These boats were originally sold with an end sheeting arrangement. It was a bit of a pain if you had a small kicker installed the main sheet would get caught on it when tacking or jibing. I converted mine to a double block center sheeting arrangement and haven't looked back since.. 

Regards

Peter


----------



## Railsailor

Anybody been sailing their Mistral 16s lately?


----------



## Boz

Of course we sail Mistrals. I, for one, am trying to get at least one outing per week, depending on the weather. 

Cheers!


----------



## Railsailor

Hi Boz

I was only wondering as I have not seen any posts for a while. I am planning to do some camping/sailing on Lake Champlain labor day weekend and maybe into Monday and Tuesday. Lots of shore/ island camping opportunities. I will post pics of the trip. Its the perfect dinghy for the job.


----------



## gilod

Hi,

Did you try to take a picture of the pdf spec. for mistral 16?

gilod


----------



## Railsailor

Yes I have the pdf specs. I'm not entirely sure where give me a couple of days to find them and respond to you.


----------



## Loui

any chance you could email these out??


----------



## Arcb

Loui said:


> any chance you could email these out??


Not sure what specs you are looking for, but the Mistral 16 is more or less a Wayfarer clone. The overnighter version is more or less a Wayfarer hull with a cabin on it.

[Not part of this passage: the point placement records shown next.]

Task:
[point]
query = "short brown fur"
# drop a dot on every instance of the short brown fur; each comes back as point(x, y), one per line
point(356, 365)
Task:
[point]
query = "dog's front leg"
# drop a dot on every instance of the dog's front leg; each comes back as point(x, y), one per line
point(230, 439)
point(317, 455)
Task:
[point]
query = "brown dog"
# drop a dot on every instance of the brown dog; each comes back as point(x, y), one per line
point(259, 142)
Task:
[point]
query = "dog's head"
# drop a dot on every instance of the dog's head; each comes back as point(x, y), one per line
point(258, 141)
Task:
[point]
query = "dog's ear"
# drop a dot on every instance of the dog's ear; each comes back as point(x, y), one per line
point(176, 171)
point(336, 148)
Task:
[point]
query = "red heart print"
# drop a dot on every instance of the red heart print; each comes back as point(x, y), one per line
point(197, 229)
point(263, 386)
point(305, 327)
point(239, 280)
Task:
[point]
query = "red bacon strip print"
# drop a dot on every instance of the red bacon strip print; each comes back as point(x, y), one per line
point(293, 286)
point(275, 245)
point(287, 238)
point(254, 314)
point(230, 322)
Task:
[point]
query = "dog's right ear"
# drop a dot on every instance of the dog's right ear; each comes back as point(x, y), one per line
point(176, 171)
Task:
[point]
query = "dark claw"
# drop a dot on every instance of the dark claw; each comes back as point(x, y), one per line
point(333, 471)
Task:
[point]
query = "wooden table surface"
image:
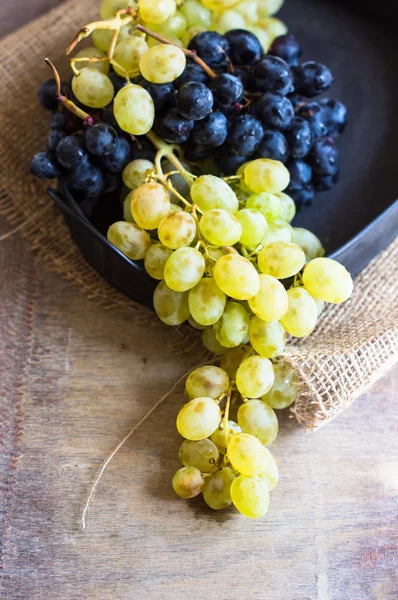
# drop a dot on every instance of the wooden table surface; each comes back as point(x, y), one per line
point(75, 378)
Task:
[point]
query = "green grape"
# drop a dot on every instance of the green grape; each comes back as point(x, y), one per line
point(210, 341)
point(102, 38)
point(134, 109)
point(271, 473)
point(196, 14)
point(175, 26)
point(134, 173)
point(149, 204)
point(266, 175)
point(207, 381)
point(155, 260)
point(184, 269)
point(246, 454)
point(188, 482)
point(250, 496)
point(320, 305)
point(271, 302)
point(272, 27)
point(249, 10)
point(156, 11)
point(127, 216)
point(233, 327)
point(220, 227)
point(93, 88)
point(227, 20)
point(328, 280)
point(221, 437)
point(255, 377)
point(171, 307)
point(254, 227)
point(217, 489)
point(280, 259)
point(308, 242)
point(177, 229)
point(110, 7)
point(269, 205)
point(261, 35)
point(236, 276)
point(162, 64)
point(129, 239)
point(288, 207)
point(285, 389)
point(199, 418)
point(302, 314)
point(232, 359)
point(92, 52)
point(259, 419)
point(127, 56)
point(202, 454)
point(266, 8)
point(177, 179)
point(278, 231)
point(209, 192)
point(267, 339)
point(206, 302)
point(190, 33)
point(174, 40)
point(220, 5)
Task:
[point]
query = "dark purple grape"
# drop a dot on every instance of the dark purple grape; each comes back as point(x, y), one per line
point(272, 74)
point(324, 157)
point(53, 139)
point(335, 116)
point(288, 48)
point(244, 47)
point(194, 100)
point(245, 135)
point(70, 151)
point(174, 128)
point(312, 78)
point(101, 139)
point(227, 90)
point(299, 137)
point(43, 166)
point(274, 145)
point(211, 47)
point(211, 131)
point(274, 111)
point(120, 156)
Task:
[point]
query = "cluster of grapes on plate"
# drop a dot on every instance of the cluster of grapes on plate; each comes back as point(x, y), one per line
point(222, 249)
point(222, 265)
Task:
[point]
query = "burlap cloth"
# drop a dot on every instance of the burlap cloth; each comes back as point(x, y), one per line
point(353, 345)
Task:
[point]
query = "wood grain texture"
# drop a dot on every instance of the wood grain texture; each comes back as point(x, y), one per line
point(75, 378)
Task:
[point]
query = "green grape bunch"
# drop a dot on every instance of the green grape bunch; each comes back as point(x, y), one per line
point(229, 262)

There is lots of info online about Wayfarers, much of it should be close to Mistral 16 specs.


----------



## Loui

thanks!


----------



## Loui

looking for everything from rigging to specs to line!


----------



## jeff.scanlon71

Boz said:


> I also have specs as pdf but system wont let me upload them.
> AS for rigging, someone mentioned website with Wayfarer rigging which is pretty much identical. If you need more, there are some photos that previous owner of my boat sent me about how he used to rig it - still, nothing different from Wayfarer.
> 
> Cheers,
> Bo


Bob, I bought a mistral 16 without the cabin. any chance you still have that pdf? looking for info on how to rig the spinnaker. 

Thanks,


----------